La Chine à l'épreuve du rêve américain
Par Dominique MoÏsi
12/11
Au lendemain des élections américaines, une leçon l'emporte sur toutes les autres. Les Etats-Unis font toujours rêver. Leur centralité stratégique et, plus encore, économique peut ne plus être ce qu'elle était. Mais leur centralité émotionnelle demeure unique. Au cours de la semaine écoulée, le monde a assisté à deux victoires : celle de Barack Obama sur Mitt Romney et celle des principes démocratiques portés par l'Amérique sur la non-démocratie chinoise. En quelques phrases, l'espace d'un instant magique, Barack Obama a célébré le « mystère de la démocratie » de la manière la plus concrète, mais de façon presque religieuse. En faisant référence dans son discours de victoire à cette multitude de citoyens américains anonymes - qui faisaient du porte-à-porte à la recherche de votes pour leurs camps, en dépit des obstacles placés devant eux par les institutions ou la nature -, il décrivait de la manière la plus directe la noblesse de la démocratie. Des hommes et des femmes qui peuvent librement se mobiliser et s'exprimer pour changer le cours de leur destin. Le « soft power » de l'Amérique a remporté en cette soirée une victoire par KO sur le pouvoir chinois.
Certes, l'Amérique n'est plus ce qu'elle était. Elle n'est plus comme hier une forme ultime d'assurance-vie pour ses alliés. Mais, si son pouvoir de protection a considérablement diminué, de manière inversement proportionnelle à la hauteur de ses dettes serait-on tenté de dire, la puissance d'inspiration des Etats-Unis reste unique. La victoire incontestée de Barack Obama n'est pas seulement celle de la démocratie, elle est celle d'une certaine vision de l'Amérique. En maintenant une politique d'immigration ouverte, en tenant un discours positif et respectueux à l'égard de toutes celles et de tous ceux qui veulent vivre librement leur différence, en considérant les femmes avec un regard moderne et digne, Barack Obama a su utiliser à son avantage un exceptionnalisme américain qui, comme le rappelle l'historien britannique enseignant aux Etats-Unis Simon Schama, tient avant tout en un mot, celui de diversité. En ignorant cette diversité le Parti républicain s'est condamné à l'échec. Il s'est placé délibérément en dehors de l'histoire. Il y a dans sa défaite, qui est plus encore celle du parti lui-même que de son candidat, qui n'a pas démérité, une leçon universelle pour les démocraties. On ignore le changement à ses dépens et, plus encore, on ne gagne rien en cultivant les extrêmes ou en étant leur prisonnier. On court le risque d'y perdre non seulement son âme, mais les élections.
La grandeur de la démocratie à l'américaine ne saurait faire oublier ses limites et ses blocages. Pour avoir le même président, la même majorité à la Chambre des représentants et au Sénat, n'est ce pas un peu cher ? L'excès d'argent est un cancer qui ronge de l'intérieur le processus démocratique. La mobilisation des énergies est une chose, l'escalade des budgets de campagne en est une autre. Par ailleurs la « vetocratie » continue de hanter une Amérique qui flirtera avec les précipices tant qu'elle n'aura pas mis un peu d'ordre dans ses mécanismes décisionnels. Trop de démocratie nuit à la démocratie.
Mais, à travers la réélection d'Obama, les Etats-Unis viennent d'envoyer au monde un message d'espoir. Pour que ce message ne reste pas lettre morte, pour qu'il n'y ait pas comme hier un fossé entre le discours et la réalité, l'Amérique doit se concentrer efficacement sur elle-même, affronter le problème de ses déficits abyssaux et accepter qu'elle ne saurait se contenter d'infrastructures qui évoquent celles du tiers-monde.

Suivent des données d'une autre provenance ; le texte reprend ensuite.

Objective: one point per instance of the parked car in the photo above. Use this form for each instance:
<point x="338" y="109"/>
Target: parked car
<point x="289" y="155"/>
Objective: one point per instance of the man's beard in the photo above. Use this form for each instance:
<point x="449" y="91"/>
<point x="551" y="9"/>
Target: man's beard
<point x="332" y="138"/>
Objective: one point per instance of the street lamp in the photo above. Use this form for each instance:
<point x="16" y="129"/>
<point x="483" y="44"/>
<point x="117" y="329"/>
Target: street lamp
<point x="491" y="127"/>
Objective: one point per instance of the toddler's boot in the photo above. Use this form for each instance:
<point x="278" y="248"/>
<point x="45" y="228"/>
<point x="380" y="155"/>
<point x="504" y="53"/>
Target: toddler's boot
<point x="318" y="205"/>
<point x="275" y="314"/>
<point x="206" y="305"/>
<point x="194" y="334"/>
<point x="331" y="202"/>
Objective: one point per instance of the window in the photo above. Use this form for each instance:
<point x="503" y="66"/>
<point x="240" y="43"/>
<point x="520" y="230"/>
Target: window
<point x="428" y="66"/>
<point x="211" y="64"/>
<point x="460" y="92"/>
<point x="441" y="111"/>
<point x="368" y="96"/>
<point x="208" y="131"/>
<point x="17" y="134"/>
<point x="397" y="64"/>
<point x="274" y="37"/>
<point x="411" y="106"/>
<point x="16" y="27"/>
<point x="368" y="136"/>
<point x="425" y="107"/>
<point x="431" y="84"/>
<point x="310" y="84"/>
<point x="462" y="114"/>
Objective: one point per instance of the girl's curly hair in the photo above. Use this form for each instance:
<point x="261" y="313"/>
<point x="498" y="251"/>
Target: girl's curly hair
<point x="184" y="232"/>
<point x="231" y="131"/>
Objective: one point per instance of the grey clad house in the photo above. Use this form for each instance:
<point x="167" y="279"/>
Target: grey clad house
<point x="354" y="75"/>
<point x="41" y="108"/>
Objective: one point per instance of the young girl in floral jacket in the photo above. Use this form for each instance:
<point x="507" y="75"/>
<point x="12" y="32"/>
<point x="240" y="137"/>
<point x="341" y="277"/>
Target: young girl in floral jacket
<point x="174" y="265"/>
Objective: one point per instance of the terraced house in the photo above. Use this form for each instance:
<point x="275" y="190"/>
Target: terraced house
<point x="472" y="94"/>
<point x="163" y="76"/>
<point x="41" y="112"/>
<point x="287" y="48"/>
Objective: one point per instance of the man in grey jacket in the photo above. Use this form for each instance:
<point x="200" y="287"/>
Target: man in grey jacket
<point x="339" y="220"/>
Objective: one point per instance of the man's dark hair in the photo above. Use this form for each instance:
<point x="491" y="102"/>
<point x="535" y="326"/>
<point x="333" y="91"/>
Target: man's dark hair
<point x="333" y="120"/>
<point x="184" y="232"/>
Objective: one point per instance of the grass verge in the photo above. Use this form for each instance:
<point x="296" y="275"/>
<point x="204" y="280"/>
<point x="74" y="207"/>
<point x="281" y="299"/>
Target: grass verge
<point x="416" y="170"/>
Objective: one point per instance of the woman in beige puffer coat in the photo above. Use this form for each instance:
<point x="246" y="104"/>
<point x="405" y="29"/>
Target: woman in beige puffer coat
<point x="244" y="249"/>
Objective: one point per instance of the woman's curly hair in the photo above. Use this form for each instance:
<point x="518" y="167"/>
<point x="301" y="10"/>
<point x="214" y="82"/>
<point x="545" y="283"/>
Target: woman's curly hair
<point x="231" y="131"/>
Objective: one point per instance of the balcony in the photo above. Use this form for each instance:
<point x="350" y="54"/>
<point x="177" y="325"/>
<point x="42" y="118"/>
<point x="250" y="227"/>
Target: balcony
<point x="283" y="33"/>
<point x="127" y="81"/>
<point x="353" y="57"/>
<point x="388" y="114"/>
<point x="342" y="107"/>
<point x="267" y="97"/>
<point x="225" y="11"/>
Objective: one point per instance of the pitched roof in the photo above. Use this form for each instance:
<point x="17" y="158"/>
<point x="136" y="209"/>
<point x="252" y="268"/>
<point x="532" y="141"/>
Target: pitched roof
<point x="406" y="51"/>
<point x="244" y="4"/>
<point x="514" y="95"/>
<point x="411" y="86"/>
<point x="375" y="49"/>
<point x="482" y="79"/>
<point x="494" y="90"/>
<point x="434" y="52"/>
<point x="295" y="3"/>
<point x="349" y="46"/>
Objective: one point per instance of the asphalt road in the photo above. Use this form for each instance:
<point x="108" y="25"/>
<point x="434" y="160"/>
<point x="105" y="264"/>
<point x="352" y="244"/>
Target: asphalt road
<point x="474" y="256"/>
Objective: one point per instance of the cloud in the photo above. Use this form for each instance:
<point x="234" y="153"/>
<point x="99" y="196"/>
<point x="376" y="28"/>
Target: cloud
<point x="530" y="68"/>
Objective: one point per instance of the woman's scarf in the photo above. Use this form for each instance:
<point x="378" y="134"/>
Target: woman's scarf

Les Etats-Unis ne sont plus l'acteur qu'ils était sur la scène internationale. Ils doivent accepter la réalité chinoise, apprendre à vivre et à traiter d'égal à égal un pays qui demeure plus que jamais « une énigme enveloppée d'un mystère ». Il s'agit là d'un défi culturellement difficile pour une Amérique qui n'a jamais connu les subtilités de l'équilibre des puissances à l'européenne. Mais le défi auquel se trouve confrontée la Chine est d'une tout autre ampleur. L'Amérique doit vivre avec la réalité chinoise. La Chine doit se réformer, avec sur Internet l'ombre portée du rêve américain. En 1989, les étudiants chinois étaient descendus en masse sur la place Tienanmen, derrière une réplique de la Statue de la Liberté. Aujourd'hui ce n'est pas la force de l'Amérique qui constitue une menace pour la Chine, c'est celle du rêve américain.